The Chung-Hua Institution for Economic Research (CIER, 中華經濟研究院) yesterday cut its GDP growth forecast for the nation this year from the 3.55 percent it forecast in April to 2.36 percent, due to the impact of near-zero growth in the second quarter because of global economic uncertainties.
The Taipei-based think tank’s latest forecast was higher than the 1.94 percent GDP growth estimated by Academia Sinica last week.
“Although economic momentum in the second quarter was weak, our overall economic outlook for this year is not that pessimistic [compared with Academia Sinica’s forecast],” CIER president Wu Chung-shu (吳中書) told a press conference.
Wu said the nation’s exports showed a contraction in the first six months due to the impact of various global economic uncertainties led by the eurozone’s debt crisis, further dragging down the GDP growth rate and the institute’s growth forecast.
However, the nation’s overall economic momentum for this year may not be as slow as during the global financial crisis of 2008 and 2009, Wu added.
The institute forecast GDP to grow just 0.18 percent in the second quarter from a year earlier, worse than the 0.39 percent annual growth posted in the first quarter, an indication that the second quarter could be the bottom of this round of the economic cycle.
However, the economy in the second half of the year may rebound from the first half by rising 3.48 percent and 5.13 percent in the third and fourth quarters respectively, as exports recover from their slump, the institute said in its quarterly report.

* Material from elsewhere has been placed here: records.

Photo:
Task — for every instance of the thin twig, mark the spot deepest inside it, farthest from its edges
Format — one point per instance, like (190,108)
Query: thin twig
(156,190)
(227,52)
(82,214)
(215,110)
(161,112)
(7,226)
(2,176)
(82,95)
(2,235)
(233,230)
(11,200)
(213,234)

The institute expects the annual growth of exports to reach 0.41 percent this year, with imports to slide 0.25 percent from a year earlier.
On the domestic demand front, private consumption is expected to rise 1.91 percent this year, while private investment may fall 2.23 percent, as most companies in Taiwan maintain a relatively conservative attitude on capital expenditure, the report said.
Since various domestic institutes have revised downward their latest forecasts for economic growth this year, it seems increasingly likely that the Directorate-General of Budget, Accounting and Statistics (DGBAS) will follow suit and may cut its full-year growth forecast next Tuesday.
In May, the DGBAS estimated the nation’s economy would grow 3.03 percent this year.